The government saw off a Conservative backbench rebellion in the Commons by promising MPs a vote before the treaty-breaking clauses are triggered. But former Conservative leader Michael Howard, a leading Brexiteer, said he would vote against the clauses.

“I want the United Kingdom to be an independent sovereign state. However, I want it to be an independent sovereign state that holds its head up high in the world, that keeps its word, that upholds the rule of law and that honours its treaty obligations,” he said.

“I want it to be an independent sovereign state that is a beacon unto the nations. I do not want it to be an independent sovereign state that chooses as one of the first assertions of that sovereignty to break its word, to break the law and to renege on a treaty that it signed barely a year ago.”

‘Advisers out of control’

Former Labour attorney general Charles Falconer said the protocol was a guarantee that the Border would remain open and that without it, closing the Border was the only way to protect the integrity of the EU single market. And he dismissed as “beyond reason” Boris Johnson’s assertion that paperwork accompanying goods moving between Northern Ireland and Great Britain was a threat to the integrity of the United Kingdom.

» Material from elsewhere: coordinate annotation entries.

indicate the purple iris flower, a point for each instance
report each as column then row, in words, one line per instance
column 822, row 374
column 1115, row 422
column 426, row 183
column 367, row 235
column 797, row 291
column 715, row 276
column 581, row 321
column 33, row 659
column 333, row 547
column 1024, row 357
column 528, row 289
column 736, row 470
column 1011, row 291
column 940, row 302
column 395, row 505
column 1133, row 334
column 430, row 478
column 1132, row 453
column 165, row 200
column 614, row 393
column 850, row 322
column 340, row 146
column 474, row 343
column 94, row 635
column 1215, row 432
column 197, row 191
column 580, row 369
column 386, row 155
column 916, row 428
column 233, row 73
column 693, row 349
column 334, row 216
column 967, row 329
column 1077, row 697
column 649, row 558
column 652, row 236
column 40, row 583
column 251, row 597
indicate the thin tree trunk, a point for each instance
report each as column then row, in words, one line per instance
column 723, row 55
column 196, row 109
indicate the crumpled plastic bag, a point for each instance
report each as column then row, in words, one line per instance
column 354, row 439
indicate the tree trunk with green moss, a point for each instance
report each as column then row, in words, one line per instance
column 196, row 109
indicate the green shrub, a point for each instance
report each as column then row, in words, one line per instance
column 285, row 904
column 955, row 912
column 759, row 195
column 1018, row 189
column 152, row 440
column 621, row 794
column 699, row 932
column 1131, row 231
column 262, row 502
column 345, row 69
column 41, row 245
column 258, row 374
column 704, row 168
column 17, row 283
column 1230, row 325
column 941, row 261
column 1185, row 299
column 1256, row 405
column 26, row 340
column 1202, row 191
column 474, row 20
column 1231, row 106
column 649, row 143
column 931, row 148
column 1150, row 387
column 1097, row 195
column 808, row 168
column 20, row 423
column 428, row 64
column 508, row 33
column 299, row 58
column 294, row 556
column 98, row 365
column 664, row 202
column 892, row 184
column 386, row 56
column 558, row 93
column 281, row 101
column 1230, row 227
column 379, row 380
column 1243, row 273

“He is a prime minister with advisers out of control, looking for political stunts to reinforce the insurgent nature of Brexit, happy to sacrifice the rule of law in the hope of a good culture wars row with Remainers and some screeching headlines, and oblivious to the consequences to the standing of the UK, its long-term relationship with the EU countries and the security and safety of those who live in Ireland,” he said. 

“The defenders of the rule of law in government have been forced out, or are too desperate to hold on to the offices into which they have been over-promoted to speak out as they should.”